I find myself wondering if Sylvie’s life were fuller would she continue to collect letters. I have just finished a chapter in which I introduce her to the man who will become her lover (she’s in her fifties, it will be a grand passion) so I will have to decide at some point. Yet my inclination is that her letter collecting will endure: that most lives ought to be large enough to contain more than one passion, and messy enough to benefit from the the order that accompanies any collection.
Sylvie is not the only character I’ve created whose pleasures are bound up with letters. In Reunion, (4th Estate, 2009), Jack, knows the power and pleasure of writing and receiving letters. He and his beloved Ava complete their post-graduate study in Oxford. She stays in Oxford with her husband, while Jack returns to Australia. The following is from Reunion, p.6.
‘Within days of arriving back in Melbourne Jack had written to Ava, a long humorous account of the potholes of homecoming that disguised the misery he actually felt. And she had quickly responded. The pleasure of that letter was astonishing. This written communication, Jack realised, involved the two of them in the sort of intense and intimate conversation he had always longed to have with her. Soon they were exchanging weekly letters in what would eventually become a twenty-year correspondence.’
Jack has loved Ava almost from the time of their first meeting. The correspondence between them manages to sustain his unrequited love, and it does so safely, fuelled not by uncertain and flawed reality but rather his fertile and utopian imagination.
‘Anyone who has enjoyed an intense written relationship is well-acquainted with the impact of words that are read rather than spoken. In the silence of a room, with all stops pulled out on imagination, emotions swirl like magma below a charged earth. You feel the fire and the erotic plumes, you spark with possibilities, and it begins even before you open the latest instalment, when you collect the mail and recognise her letter. You know her handwriting, the way she prints your name and address, the way she underscores the area code, you know her scrawl of sender details on the back, you can see her fingerprints, her signature as it were, all over the envelope. You feel the quickening of your heart, the thump of anticipation as you take the mail inside. You sort through the letters, you leave hers till last.

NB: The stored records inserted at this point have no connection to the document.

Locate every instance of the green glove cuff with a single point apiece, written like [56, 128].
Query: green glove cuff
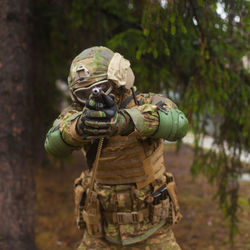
[55, 145]
[173, 125]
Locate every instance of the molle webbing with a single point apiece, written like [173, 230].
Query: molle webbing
[126, 160]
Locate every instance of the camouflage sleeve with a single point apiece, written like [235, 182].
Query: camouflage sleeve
[158, 117]
[62, 138]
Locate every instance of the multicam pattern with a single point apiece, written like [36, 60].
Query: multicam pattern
[147, 113]
[95, 60]
[163, 239]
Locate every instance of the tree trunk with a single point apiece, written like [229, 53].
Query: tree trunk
[16, 126]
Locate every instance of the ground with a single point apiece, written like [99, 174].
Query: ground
[202, 227]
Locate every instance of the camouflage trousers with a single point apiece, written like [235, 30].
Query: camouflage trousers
[163, 239]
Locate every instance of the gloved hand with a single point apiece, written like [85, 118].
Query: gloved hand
[102, 119]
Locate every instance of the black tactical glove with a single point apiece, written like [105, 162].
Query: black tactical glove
[102, 119]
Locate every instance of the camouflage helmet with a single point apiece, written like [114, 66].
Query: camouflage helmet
[98, 66]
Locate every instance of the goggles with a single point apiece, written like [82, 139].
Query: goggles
[83, 93]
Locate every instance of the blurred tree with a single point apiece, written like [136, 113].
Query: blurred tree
[16, 78]
[193, 49]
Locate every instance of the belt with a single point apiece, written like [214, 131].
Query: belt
[126, 217]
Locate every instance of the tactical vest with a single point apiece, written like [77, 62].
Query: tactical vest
[127, 159]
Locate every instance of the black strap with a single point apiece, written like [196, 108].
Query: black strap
[128, 100]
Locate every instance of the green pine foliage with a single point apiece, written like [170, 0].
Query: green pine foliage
[193, 48]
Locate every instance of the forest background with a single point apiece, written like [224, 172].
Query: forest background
[194, 51]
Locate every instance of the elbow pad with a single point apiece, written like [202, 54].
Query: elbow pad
[55, 145]
[173, 125]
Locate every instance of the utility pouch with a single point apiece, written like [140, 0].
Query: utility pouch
[175, 209]
[155, 213]
[156, 205]
[92, 216]
[80, 197]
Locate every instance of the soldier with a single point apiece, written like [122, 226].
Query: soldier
[126, 200]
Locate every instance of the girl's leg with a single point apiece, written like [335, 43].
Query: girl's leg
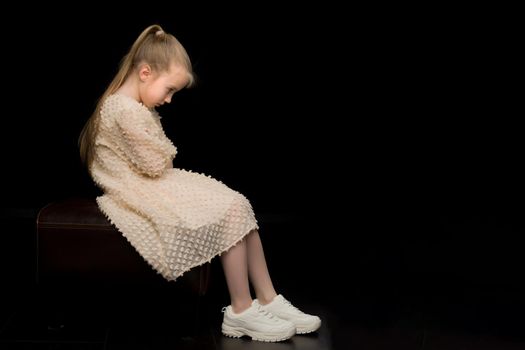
[235, 266]
[258, 270]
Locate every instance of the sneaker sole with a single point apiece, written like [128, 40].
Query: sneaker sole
[237, 332]
[308, 329]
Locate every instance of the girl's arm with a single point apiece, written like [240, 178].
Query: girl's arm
[146, 149]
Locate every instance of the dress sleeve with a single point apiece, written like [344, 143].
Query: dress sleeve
[144, 144]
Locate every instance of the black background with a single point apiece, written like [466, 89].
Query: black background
[387, 133]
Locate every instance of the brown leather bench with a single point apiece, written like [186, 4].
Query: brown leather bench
[81, 255]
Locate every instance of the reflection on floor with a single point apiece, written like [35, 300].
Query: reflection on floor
[363, 305]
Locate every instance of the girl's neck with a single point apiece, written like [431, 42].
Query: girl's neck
[129, 88]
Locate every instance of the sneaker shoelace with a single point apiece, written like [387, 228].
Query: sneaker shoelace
[267, 314]
[260, 310]
[289, 305]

Then you make yourself a fresh cup of coffee, sit in a favourite chair, open her letter and read, once, twice, three times, the burn of just you and Ava together and nothing to intrude on your secret and highly charged tryst. And during the writing and the reading and the re-readings and all the times in between as you shop and cook and clean, as you sit out the tedium of dried-out colleagues and plodding students, you not only relive your love, you make it and remake it and embed it in a world that seems both miraculous and tangible. There is nothing to compare with the clandestine enclave of letters.’ Reunion, p. 139.
And this is the case whether love is your passion, as is the situation with Jack, or whether the passion is for something else: books, ideas, humour, friendship.
Since acquiring my onion skin paper I have been writing letters. In addition to my old friend who lives in the next suburb, I have written to my agent, Barbara Mobbs (and also Patrick White’s agent). How well she remembers onion skin paper, Barbara wrote back to me. ‘Having left home at 19 and lived all over the place, I must have written hundreds of letters on that paper. And yes,’ she adds, ‘PW loved it because it made the postage cheaper when he sent the novels to London and New York.’
Most especially I have written to my old friend in London, the one with whom I used regularly to exchange long and thoughtful letters about life, ideas and the books we were working on (she is a scholar of the long 18thC). F and I have frequent contact via email, but the letter I sent her on onion skin paper and the one I received back from her have quite a different depth and tone from our emails.
I think more carefully when I write a letter, it is a far more contemplative, ruminative process than email. In preparing to write, my mind meanders, collects, connects, and in the actual writing the mind moves forward. It is a deeply pleasurable activity.
I recommend it.
*Better World Books is an excellent social venture that recycles old books, primarily from libraries but also other sources. From its profits, it donates back to libraries as well as to literacy programs. If it’s a second-hand book you are wanting and a hike through your local second-hand bookstores has proved fruitless, try betterworldbooks.com rather than feeding the behemoth Amazon.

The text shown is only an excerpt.